Wasn’t going to happen, though, was it? Nicole had obviously had second thoughts and women seemed only to want him for his body. Smiling ironically, he knocked back his beer. Must be worth having, after all, he supposed; the only part of him worth having. A conclusion Sienna had quickly come to. She paid him, for pity’s sake!

Stuff it. He downed the rest of the can. Who cared? You could love someone with your whole bloody heart and soul. He had. And look where that had got him. Hadn’t he found out the hard way that happy endings don’t exist? No, he’d stay as he was. He’d get enough money together and move on, get laid, not look back, somehow forget about Sienna. Wide open spaces. That’s what he needed, just him, on his own.

‘If you were hoping to pen a happy ending, I think your readers are going to be sadly disappointed, Sienna,’ Lauren said, grabbing up her Doritos big pack and heading off in her bikini to sun herself outside.

How does she do that? Sienna wondered. Eat everything and anything calorific by the big bagful and still fit in her teeny-weeny bikini? Sienna only had to lick the salt off a crisp and she gained ten pounds. Adam hadn’t seemed to mind how her body looked, though. Sienna sighed, a shuddery sigh, right down to her pelvis, which flipped then dipped exquisitely as she thought of his mouth exploring her deepest, most intimate places. Oh God, if only she could stop thinking about him. The panic clouding his beautiful chocolate-brown eyes when he’d thought he’d hurt her. How those eyes had darkened, smouldering with desire, as he’d buried himself deep inside her; his throaty, masculine groan as he came.

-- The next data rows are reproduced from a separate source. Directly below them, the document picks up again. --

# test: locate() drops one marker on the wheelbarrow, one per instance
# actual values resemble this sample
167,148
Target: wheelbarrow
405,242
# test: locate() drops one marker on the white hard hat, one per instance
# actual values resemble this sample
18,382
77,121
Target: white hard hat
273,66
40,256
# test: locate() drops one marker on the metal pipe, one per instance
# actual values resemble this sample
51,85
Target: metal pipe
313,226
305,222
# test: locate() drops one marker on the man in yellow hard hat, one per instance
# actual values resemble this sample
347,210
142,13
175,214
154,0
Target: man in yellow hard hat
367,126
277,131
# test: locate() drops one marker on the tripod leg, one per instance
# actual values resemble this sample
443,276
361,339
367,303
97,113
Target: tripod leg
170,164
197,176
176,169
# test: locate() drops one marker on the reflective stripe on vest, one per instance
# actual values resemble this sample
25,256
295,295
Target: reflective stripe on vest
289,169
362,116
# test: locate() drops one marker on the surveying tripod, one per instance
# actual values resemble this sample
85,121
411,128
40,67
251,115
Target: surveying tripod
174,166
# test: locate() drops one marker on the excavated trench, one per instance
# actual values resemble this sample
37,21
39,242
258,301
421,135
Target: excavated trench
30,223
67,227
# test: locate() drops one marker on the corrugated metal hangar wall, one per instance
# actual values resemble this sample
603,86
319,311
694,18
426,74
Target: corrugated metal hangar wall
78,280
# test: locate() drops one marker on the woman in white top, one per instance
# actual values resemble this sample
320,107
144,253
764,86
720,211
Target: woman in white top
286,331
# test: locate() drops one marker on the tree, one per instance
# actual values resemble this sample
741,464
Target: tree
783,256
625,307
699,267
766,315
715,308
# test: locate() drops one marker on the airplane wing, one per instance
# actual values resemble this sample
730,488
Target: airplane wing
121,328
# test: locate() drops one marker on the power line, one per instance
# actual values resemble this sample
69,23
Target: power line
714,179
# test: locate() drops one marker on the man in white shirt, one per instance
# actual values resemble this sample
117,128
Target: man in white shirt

Sienna sighed wistfully again. ‘I am planning a happy ending,’ she called after her as Lauren disappeared through the door. ‘I’m thinking of getting my heroine to stowaway in his boat and sail off into the sunset with him.’

‘Being thrown overboard is not a happy ending, Sienna,’ Lauren replied.

Sienna sighed again, mournfully, and stared at her blank screen. She hadn’t got an ending. She hadn’t even got a middle. What she had got was writer’s block when it came to imagining the other women in her hero’s life. What Adam had done with her might not have been driven by passion-fuelled desire, but it wasn’t passionless. Naïve she might be, but she wasn’t wrong about that, Sienna was sure. She was struggling, therefore, to reconcile Adam-the-super-stud with the man who’d made love to her so sensitively. All of which gave her fodder for her script but, when it came to the writing, her mouth went dry, her stomach clenched, and her mind just couldn’t conjure it up. Her characters were copulating camels again. Damn. Sienna jabbed the off button on her PC without even closing her files. She’d take Tobias for a walk before going to work in the pub, she decided.

The man really was an enigma, wasn’t he? She pondered this as she pulled on her trainers. Bedding women all over the show, no doubt breaking hearts in the process, when he’d had his own heart so badly broken. No, she simply couldn’t reconcile the Adam she’d glimpsed in private with the cocky, carefree man he presented in public. She couldn’t save him. With his drinking, his womanising, it would be a hopeless task, but she was positive under there somewhere was a man worth saving, if only he’d realise it himself.

‘Come on, Tobias.’ She picked up her mobile, quickly deleted this morning’s string of upsetting texts from her ex, and reached for the dog’s lead. ‘Let’s go and walk off our frustrations.’ She’d have to walk a blooming long way, though, to walk off hers.